Statt meiner Armlinge hatte ich dummerweise ein zweites Paar
Wadenkompressionsteile dabei. Macht nichts, es ist ja brüllend heiß. Wer braucht
da schon Armlinge?
Irgendwann wurde es dann kühler, noch vor dem ersten
Verpflegungspunkt. Aber den Windbreaker herausholen und anziehen wollte ich
nicht. Kostet ja Zeit und macht ein schlechtes Karma. Wir Männer leiden da
lieber.
Der erste Verpflegungspunkt war wie die nachfolgenden auch,
liebevoll bestückt. Liebevoll bezogen auf die Menschen, die sich um uns
kümmerten, bezogen aber auch auf das, was da angeboten wurde. Das Übliche,
natürlich. Dazu aber PowerBar Riegel und Kuchen, ganz besonderen Kuchen. Veganen
Kuchen gab es und glutenfreien Kuchen – das habe ich ja so noch nie erlebt. Das
Paradies muss tatsächlich im Lamer Winkel sein. Für Trailrunner, aber auch für
Vegetarier und Veganer. An dieser Stelle ein ganz herzliches DANKESCHÖN an die
Veranstalter, dass sie sich um uns so viele Gedanken gemacht haben.
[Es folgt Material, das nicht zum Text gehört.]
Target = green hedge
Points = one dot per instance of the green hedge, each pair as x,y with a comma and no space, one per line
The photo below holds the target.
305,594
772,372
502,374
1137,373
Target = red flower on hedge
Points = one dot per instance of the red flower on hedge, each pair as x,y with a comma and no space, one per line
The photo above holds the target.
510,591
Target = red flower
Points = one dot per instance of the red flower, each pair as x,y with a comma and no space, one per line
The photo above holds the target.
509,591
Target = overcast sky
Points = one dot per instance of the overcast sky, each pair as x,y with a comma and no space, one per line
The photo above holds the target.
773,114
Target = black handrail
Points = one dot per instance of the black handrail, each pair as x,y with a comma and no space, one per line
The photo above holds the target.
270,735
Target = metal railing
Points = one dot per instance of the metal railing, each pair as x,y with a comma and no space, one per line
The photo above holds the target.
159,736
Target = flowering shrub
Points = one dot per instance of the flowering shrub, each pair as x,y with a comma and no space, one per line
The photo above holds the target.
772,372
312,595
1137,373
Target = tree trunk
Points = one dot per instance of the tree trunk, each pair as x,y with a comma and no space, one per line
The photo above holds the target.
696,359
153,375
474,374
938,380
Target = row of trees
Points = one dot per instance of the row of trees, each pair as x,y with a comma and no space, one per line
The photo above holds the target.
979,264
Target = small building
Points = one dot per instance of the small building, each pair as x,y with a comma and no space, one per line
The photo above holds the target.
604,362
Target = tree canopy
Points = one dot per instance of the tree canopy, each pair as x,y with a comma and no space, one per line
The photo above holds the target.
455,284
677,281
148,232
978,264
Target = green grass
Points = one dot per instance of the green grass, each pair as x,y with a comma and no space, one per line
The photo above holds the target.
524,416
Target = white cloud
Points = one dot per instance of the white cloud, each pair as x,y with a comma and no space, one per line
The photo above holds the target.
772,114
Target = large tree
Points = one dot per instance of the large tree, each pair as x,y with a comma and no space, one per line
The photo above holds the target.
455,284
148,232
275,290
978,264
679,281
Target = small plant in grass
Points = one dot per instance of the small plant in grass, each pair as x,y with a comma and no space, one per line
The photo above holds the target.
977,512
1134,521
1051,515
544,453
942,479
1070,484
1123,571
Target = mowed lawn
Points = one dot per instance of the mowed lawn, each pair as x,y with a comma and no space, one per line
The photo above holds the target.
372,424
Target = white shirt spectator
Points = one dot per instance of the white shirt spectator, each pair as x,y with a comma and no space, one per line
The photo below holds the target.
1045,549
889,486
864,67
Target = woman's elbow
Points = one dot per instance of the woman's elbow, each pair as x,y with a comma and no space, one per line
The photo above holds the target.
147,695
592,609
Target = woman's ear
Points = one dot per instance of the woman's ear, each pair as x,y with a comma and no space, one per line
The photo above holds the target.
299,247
Als wir die 1.000 Meter-Marke überschritten wurde es noch kälter und neblig. Der
Regen setzte ein und ich vermisste meine geliebten Armlinge, die Dreiviertelhose
aber begann ich langsam zu lieben. Nur anhalten und den Windbreaker anziehen,
das wollte ich noch immer nicht. Du weißt ja, wegen dem Karma und so.
Heftiger Wind kam auf, der Regen wurde immer stärker und dann
begann es sogar zu hageln. Das mit dem schlechten Karma war mir nun egal, der
Windbreaker sollte mich retten, aber das Fehlen von Handschuhen gab in dieser
Phase des Laufs sicherlich Abzüge in der B-Note. Ich fror, ich zitterte und ich
dachte ans Aufhören. Wir waren gerade mal auf dem Weg auf den ersten Berg.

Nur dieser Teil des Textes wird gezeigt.